I’m working on a project where we have a simple relation let’s say → :user has many through :photos. Photo could be in some category.

User can do different things with photos (for example “like”, “repost”, etc.)

On this project we would need to do some analytics around put users in different cohorts based on their activity with photos.

So, back to original question. We currently have 50M users and 200M photos. And we plan to import data about likes/reposts/etc from another source to our DB (currently Postgres).

Question is it the right option for us, I mean Postgres? Because for example “count” operation is taking ~20-30 seconds even now. We expect to have maybe a billions records in this “join” table.

What would you recommend to use? We need 1) store data 2) search and analyze

I’m just curious if your “count” if your doing a “select count(*)” every time a like/dislike is added? I’d assume if you added a cache counter column with the counts allocated for each photo it should be quite a bit faster.
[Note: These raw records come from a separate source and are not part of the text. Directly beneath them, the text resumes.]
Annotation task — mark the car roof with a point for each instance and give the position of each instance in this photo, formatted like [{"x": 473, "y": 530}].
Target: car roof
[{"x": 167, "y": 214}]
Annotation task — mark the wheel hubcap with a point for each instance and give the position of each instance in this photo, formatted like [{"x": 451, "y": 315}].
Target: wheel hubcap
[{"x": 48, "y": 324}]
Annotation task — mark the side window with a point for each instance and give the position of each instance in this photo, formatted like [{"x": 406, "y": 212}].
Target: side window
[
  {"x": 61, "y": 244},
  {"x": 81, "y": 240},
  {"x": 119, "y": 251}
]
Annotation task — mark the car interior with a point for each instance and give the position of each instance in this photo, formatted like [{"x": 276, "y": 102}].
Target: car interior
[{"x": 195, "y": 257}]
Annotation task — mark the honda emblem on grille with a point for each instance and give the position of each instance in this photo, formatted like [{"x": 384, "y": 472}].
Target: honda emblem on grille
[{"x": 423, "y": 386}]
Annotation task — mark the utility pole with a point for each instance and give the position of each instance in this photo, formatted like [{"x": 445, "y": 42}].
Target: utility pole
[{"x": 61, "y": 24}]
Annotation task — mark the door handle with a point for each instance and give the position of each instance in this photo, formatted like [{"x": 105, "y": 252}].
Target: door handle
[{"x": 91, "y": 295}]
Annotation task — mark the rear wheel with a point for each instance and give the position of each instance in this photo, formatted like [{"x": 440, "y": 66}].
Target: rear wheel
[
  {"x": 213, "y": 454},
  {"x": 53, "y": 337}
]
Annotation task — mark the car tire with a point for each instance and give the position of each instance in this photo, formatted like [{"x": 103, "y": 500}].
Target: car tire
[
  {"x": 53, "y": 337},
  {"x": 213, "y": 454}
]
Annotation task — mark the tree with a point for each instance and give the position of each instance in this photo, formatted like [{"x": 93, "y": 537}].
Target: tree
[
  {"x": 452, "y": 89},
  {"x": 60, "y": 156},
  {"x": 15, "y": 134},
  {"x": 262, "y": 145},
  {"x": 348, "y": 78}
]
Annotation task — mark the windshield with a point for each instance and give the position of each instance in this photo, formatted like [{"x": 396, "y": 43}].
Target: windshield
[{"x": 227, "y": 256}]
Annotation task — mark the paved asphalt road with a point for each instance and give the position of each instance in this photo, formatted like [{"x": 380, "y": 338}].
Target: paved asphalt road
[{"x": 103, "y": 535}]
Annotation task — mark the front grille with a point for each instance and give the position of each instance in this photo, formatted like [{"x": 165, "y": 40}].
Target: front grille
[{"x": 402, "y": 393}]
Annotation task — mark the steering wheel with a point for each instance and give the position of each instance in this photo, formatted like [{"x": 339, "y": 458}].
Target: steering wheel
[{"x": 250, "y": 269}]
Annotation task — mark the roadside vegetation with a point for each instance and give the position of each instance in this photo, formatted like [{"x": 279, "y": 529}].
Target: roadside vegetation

Oh, it’s not so simple. It won’t help here

I’ve a big different schema. But queries are similar to what I told before. More interesting is amount of data. I’m just not sure how good is idea to have a join table with 1 billion records there.

It would be helpful to know (to answer the question):

  1. a rough schema of the relevant tables
  2. examples of the queries
  3. how realtime and exact queries results should be
  4. how often it is expected to run these queries

50M, 200M, 1B records - are not way too large tables and proper indexing and configuration may solve the problem, depending on the answers to the questions above. Some people would suggest to consider analytical databases, like ClickHouse.

You can also try having appropriate database indexes in place for quick response from DB. Which colums you index would depend on which columns you commonly use in your Active Record queries/joins. Also, use pagination wherever possible.

This sounds like, you need that big join for analytics?

With postgresql, a simple join is really fast. You might want to help by creating some indexes.

But when making a big big join with a lot of tables involved, then even the fastest machine might need some time to compute that.

We do this with materialized views. We update them via cron.

We first build an sql view to declare the rules, and then save the result to a materialized view. (and refresh the material view via cron as frequenly as needed)

Both, wither the live view or the materialized view are ready made acessible in Rails.

The materialized views are readonly, You better know, when updating via views.